The border carbon adjustment sequencing argument
CLECA’s structural position is about sequencing. The European Union paired the phase-down of free industrial allocation with a Carbon Border Adjustment Mechanism, recognizing that declining free allocation without border protection accelerates relocation rather than reducing global emissions. California has no border carbon adjustment. CLECA therefore urges CARB to suspend further CAF reductions until a border carbon adjustment or equivalent embodied-carbon mechanism is in place — and supported CARB’s decision to defer post-2030 CAFs to a future rulemaking where that question can be squarely addressed.
Making the MDI workable
The most significant new mechanism in the amendments is the Manufacturing Decarbonization Incentive (MDI) — roughly 118 million allowances, on the order of $4 billion in value, reserved for industrial facilities undertaking major on-site decarbonization projects, with applications opening June 1, 2027. CLECA engaged the MDI design in detail and secured meaningful improvements in the 15-Day Modifications: a flat 0.8 CAF modifier in place of a steeply declining schedule that penalized projects by vintage; a spending window extended from five years to six–seven years, matched to real industrial project timelines; a first application deadline moved to June 2027 so facilities are not asked to apply before the regulation is in force; and expanded technology-neutral eligibility — including biomass fuel-handling infrastructure, waste heat recovery, and carbon capture capital costs.

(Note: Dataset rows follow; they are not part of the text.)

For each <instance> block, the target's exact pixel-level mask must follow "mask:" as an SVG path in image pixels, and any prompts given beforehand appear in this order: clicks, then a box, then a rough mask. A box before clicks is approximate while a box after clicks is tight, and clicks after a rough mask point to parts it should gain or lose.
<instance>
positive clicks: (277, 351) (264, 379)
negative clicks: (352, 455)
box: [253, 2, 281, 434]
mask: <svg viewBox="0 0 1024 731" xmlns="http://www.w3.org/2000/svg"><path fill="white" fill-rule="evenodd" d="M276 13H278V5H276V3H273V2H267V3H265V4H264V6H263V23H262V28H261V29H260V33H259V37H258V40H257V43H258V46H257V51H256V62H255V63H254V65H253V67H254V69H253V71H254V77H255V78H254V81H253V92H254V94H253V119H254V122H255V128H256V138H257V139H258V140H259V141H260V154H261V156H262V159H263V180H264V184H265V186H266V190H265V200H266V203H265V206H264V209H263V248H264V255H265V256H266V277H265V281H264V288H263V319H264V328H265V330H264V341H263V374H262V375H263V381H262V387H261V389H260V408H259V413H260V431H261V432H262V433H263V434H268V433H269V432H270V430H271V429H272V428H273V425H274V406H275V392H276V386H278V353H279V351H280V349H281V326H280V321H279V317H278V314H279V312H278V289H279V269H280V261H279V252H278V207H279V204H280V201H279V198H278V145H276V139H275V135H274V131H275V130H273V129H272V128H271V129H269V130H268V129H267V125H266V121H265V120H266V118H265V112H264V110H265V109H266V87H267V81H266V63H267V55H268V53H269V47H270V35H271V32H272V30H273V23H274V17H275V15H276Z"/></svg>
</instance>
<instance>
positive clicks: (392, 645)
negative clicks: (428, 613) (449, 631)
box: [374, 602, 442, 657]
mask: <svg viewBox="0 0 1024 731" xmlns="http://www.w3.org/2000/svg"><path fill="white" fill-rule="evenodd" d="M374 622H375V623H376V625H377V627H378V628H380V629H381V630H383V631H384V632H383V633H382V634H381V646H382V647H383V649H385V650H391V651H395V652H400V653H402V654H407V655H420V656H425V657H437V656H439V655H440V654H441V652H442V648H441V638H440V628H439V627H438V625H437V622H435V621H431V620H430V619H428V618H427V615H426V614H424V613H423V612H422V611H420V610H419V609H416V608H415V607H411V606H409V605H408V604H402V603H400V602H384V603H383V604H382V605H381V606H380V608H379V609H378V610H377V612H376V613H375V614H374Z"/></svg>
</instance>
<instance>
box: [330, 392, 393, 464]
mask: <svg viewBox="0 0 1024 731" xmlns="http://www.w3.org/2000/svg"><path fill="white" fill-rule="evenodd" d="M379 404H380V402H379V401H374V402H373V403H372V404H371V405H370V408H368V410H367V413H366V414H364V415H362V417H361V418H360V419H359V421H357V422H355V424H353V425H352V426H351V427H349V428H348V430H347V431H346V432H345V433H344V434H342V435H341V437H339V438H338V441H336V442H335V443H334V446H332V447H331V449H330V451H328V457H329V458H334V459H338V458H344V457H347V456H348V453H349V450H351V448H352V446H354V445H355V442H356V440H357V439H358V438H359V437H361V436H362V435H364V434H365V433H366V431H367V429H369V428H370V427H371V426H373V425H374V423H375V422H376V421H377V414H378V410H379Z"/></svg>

CLECA’s remaining asks are precise: confirm that new facilities commencing production during the MDI window are eligible in their first year; set expenditure eligibility from the January 2026 ISOR date rather than September 2026, so facilities are not rewarded for deferring investment; and coordinate direct and indirect allocation so a facility that electrifies a gas-fired process — cutting its on-site emissions but raising its electricity purchases — is not left worse off for having decarbonized.
Electricity bill credits and the indirect allocation transition
The amendments also transition administration of indirect (electricity) emissions allocation from CPUC-administered California Industry Assistance credits toward CARB-published benchmarks. CLECA’s position is verification, not opposition: because the prior CPUC benchmarks were never published, CARB must publicly document that the new Table 9-1 electricity efficiency benchmarks are consistent with what EITE facilities received before — so an administrative handoff does not silently reduce leakage protection. CLECA also supported retaining the CPUC/utility route for distributing indirect emissions credits to non-covered opt-in entities.
The through-line across every CARB position is the same one CLECA carries at the CPUC: California’s climate program succeeds only if energy-intensive production decarbonizes in California — not by relocating to jurisdictions with weaker rules and dirtier grids.